Yalnızca müşteri portföyünü değil, liderlik kadrosunu ve partner kanalını da yeniden kurguladığını belirten Erişkon, “80 kişilik bir global satış ekibinin kurulmasında aktif rol aldım. Aynı dönemde şirket üst üste üç yıl boyunca yüzde 300’ün üzerinde satış büyümesi kaydetti. Bir şirketin siber güvenlikte güçlü olması, yalnızca teknik çözümlere yatırım yapmasıyla değil, bu yaklaşımı bir organizasyon kültürüne dönüştürmesiyle mümkün. Siber güvenlik, insan, süreç ve teknolojinin kesişim noktasında yaşayan bir disiplindir.”

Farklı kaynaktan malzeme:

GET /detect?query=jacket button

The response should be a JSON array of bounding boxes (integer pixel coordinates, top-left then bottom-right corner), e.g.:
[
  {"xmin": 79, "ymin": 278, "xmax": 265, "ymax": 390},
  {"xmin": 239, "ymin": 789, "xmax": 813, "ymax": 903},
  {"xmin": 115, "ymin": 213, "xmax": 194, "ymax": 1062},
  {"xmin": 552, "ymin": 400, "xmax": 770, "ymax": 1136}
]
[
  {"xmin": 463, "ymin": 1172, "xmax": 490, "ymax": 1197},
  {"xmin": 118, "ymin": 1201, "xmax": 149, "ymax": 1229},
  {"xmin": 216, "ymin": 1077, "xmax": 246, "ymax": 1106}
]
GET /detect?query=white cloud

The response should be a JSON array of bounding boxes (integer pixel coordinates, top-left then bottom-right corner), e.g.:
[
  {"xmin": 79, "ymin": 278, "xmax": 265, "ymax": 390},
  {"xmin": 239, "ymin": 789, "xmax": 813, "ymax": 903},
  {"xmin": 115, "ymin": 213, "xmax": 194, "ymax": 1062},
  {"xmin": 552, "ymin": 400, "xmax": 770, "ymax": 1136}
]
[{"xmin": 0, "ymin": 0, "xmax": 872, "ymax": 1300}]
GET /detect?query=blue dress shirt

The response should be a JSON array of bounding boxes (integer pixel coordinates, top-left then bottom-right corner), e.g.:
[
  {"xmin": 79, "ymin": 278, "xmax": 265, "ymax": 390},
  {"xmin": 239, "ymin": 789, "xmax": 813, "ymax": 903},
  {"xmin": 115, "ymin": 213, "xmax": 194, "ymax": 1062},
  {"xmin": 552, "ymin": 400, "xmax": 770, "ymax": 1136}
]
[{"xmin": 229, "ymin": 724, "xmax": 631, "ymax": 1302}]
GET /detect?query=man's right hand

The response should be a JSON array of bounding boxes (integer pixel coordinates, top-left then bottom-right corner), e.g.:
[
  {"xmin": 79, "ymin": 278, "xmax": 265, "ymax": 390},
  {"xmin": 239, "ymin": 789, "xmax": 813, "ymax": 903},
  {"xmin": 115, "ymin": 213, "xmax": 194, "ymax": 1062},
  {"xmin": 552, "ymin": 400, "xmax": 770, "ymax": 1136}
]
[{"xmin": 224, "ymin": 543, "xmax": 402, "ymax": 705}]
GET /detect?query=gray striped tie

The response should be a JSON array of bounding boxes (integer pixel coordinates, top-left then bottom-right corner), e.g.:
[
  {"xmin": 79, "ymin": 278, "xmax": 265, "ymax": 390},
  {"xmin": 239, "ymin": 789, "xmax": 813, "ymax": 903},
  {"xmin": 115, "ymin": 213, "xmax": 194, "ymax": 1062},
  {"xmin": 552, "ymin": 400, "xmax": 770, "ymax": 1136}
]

‘GELİŞİM YALNIZCA TEKNOLOJİDE DEĞİL, DÜŞÜNCE YAPISINDA BAŞLADI’
Siber güvenlik çözümleri sektörü son beş yılda yalnızca teknolojik anlamda değil, iş yapış biçimleri, iş birlikleri ve liderlik anlayışında da büyük bir dönüşüm geçirirken Erişkon, bu dönüşümü şöyle özetledi: “2020 sonrasında özellikle uzaktan çalışmanın kalıcı hale gelmesiyle güvenliğin sadece ofis duvarlarıyla sınırlı kalamayacağı ortaya çıktı. SASE, Zero Trust, XDR gibi yaklaşımlar hızla sahaya indi. Bu dönemde yalnızca güvenlik altyapısı değil, karar alma biçimleri de dönüştü. Her seviyede farkındalık yaratmak artık bir zorunluluk. Öte yandan yapay zeka hem tehdit tarafında hem savunma tarafında oyun değiştirici oldu. Yapay zeka destekli saldırılar giderek sofistike hale gelirken, savunma tarafında XDR, SOAR ve otomatik tehdit analiz platformları kaçınılmaz oldu. Ancak siber güvenlikte teknolojinin yanı sıra insan kaynağı, içgörü ve stratejik refleks hâlâ belirleyici bir rol oynuyor.”
‘SİBER GÜVENLİK PAZARI BÜYÜYOR AMA YETENEK AÇIĞI HALA EN BÜYÜK TEHDİT’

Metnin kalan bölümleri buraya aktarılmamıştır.